Ces dernières années, j’ai été peiné de rencontrer tant de personnes qui font le pèlerinage sur les routes de Colombie à la recherche d’un avenir meilleur. Des personnes âgées, des enfants, des familles, qui marchent pendant des heures et des heures sous le soleil et la pluie, entre l’inclémence des plateau désertique et la chaleur des Santanderes, migrant vers un avenir incertain. Voir un pays que j’aime tant s’effondrer sous mes yeux m’a brisé le cœur d’une manière dont je ne peux pas encore guérir.
L’espoir se lit aujourd’hui dans les visages d’une nation qui n’abandonne pas. Une nation qui, sans moyens de communication, a réussi à s’unir et à marcher ensemble, comme je l’ai vu si souvent ces jours-ci à Tik Tok. Une nation qui, sans ressources, est capable de se mobiliser, de résister. J’ai vu une dame en blanc, un chapelet autour du cou, brandir un drapeau, comme la Liberté guidant le peuple de Delacroix, à qui des mères en pleurs demandent de ramener leurs enfants et des jeunes de leur permettre de sortir d’une dictature ou de retrouver leurs frères et sœurs, tandis que des rivières de gens l’accompagnent le long de l’Avenida Libertador, qui est éclipsée par la marée humaine.

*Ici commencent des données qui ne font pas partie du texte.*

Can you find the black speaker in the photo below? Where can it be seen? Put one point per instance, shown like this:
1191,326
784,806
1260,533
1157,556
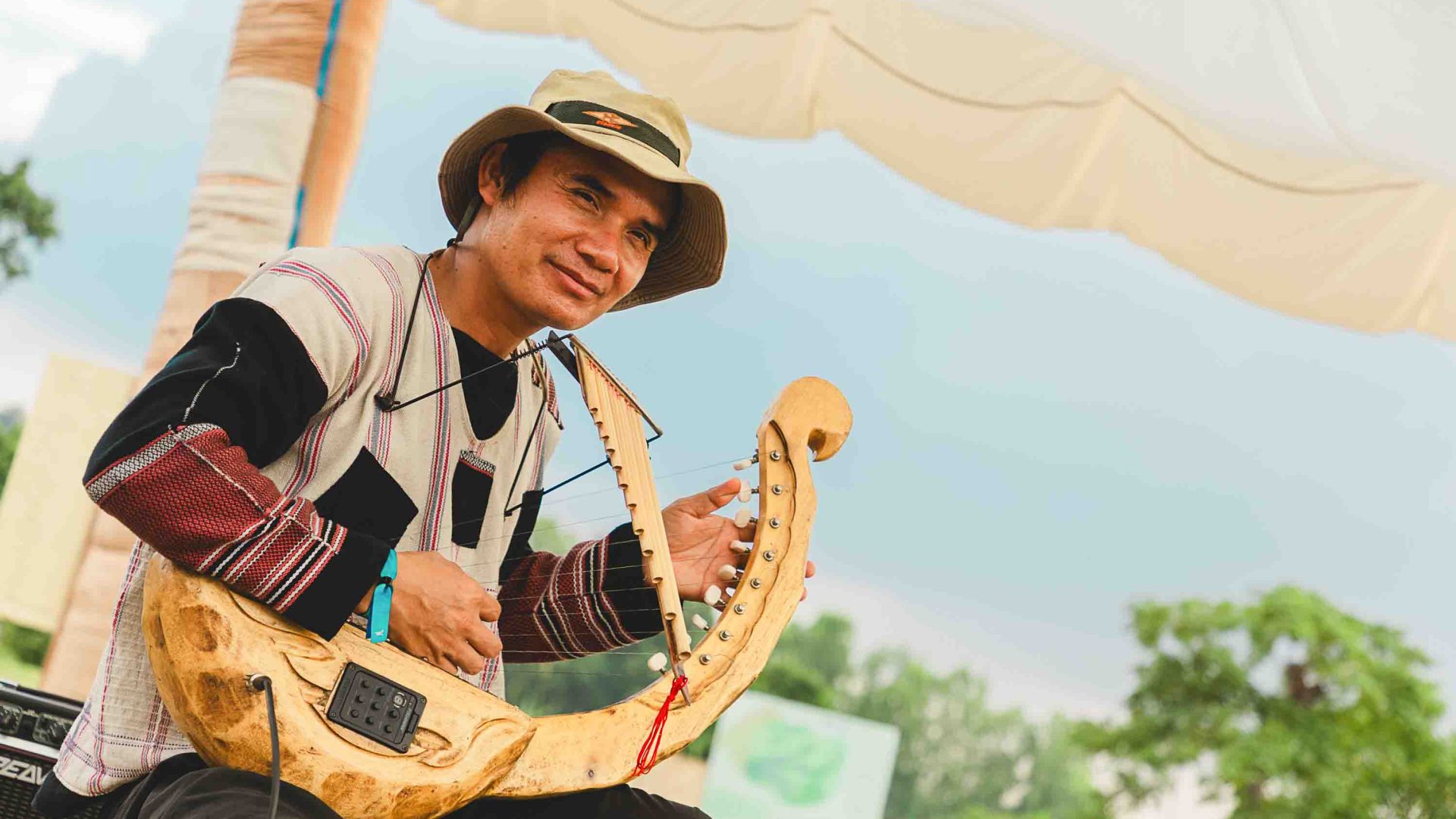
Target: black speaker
33,725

Que de nuits sombres vous avez vécues! Et pourtant, j’ai vu ton illusion renaître en toi et tu la gardes comme une petite lumière dans ta bougie, qui ne s’éteint pas. À l’épreuve des tempêtes. Pour tous les enfants morts dans les rues, noyés dans le sang de l’injustice. Pour ceux qui ont dû tout quitter et abandonner ce qu’ils connaissaient pour se battre pour leur avenir. Pour les grands-parents et les enfants qui n’ont pas pu obtenir les médicaments pour se soigner et se guérir. Pour la souffrance de ceux qui, dans les pays étrangers, ont dû subir l’humiliation, la xénophobie ou la violence, portant sur leurs âmes ridées ces 8 petites lumières dans un firmament sans étoiles. Pour toutes ces raisons, il ne faut jamais baisser les bras.

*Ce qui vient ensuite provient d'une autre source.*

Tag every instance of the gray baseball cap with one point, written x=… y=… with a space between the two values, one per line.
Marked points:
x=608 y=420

Et pour eux tous, Mouvement de la Jeunesse Dominicaine du Venezuela, j’espère et je souhaite que leur espoir ne s’éteigne jamais. Que ceux qui s’aiment puissent revenir, que les familles puissent à nouveau s’embrasser. Qu’ils ne soient plus jamais condamnés à la solitude ou au silence. Que votre sourire ne s’éteigne jamais, soutenu par celui qui avait tant d’amour qu’il a donné sa vie pour ses amis (Jean 15, 13), comme beaucoup d’entre vous l’ont fait. Que la harpe, la cornemuse et le tambour résonnent dans tous vos coins, tandis que les aras de Caracas s’envolent dans une explosion de couleurs qui annonce la fin de ce cauchemar.

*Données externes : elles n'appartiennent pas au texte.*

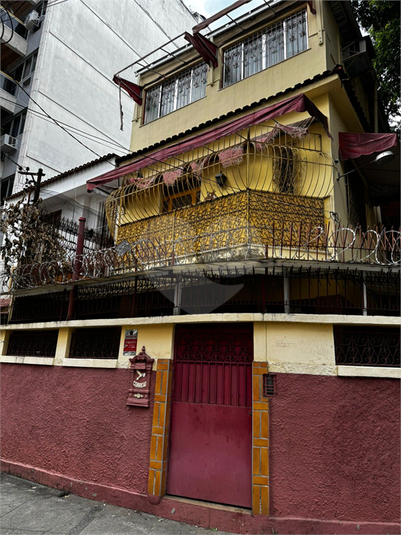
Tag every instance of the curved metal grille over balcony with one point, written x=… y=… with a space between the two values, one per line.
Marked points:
x=286 y=160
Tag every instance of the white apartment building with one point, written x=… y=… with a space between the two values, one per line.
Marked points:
x=64 y=109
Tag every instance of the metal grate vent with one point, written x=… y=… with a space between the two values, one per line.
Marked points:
x=269 y=385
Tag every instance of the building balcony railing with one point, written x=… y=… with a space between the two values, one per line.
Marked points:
x=218 y=231
x=7 y=84
x=13 y=23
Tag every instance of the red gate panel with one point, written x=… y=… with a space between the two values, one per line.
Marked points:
x=211 y=426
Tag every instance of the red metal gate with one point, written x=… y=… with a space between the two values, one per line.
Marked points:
x=211 y=421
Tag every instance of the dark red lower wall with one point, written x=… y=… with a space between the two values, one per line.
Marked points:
x=334 y=442
x=335 y=448
x=75 y=422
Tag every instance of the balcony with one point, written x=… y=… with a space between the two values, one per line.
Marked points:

Soyez des prêcheurs de la vérité et, en tant que jeunes Dominicains, témoignez qu’un autre Venezuela est possible. À vous, mes frères et sœurs, qui avez tant souffert et lutté, ce monument fait de mots, qui rend hommage à votre ténacité et à votre courage. À ce que vous étiez, mais surtout à ce que vous êtes et à ce que vous pouvez être. J’espère vous revoir bientôt, très bientôt, braves gens, libres, épanouis et en paix, ma petite Venise. Nous ne vous oublions jamais, vous êtes toujours présents dans nos pensées et nos prières, tout près de nos cœurs. Pour qu’il y ait encore beaucoup de ” Décembre à Caracas “, comme Danny Ocean l’a chanté avec tant d’émotion ces jours-ci. Libres, comme la lumière de l’aurore, qui annonce l’aube des justes (Proverbes 4, 18).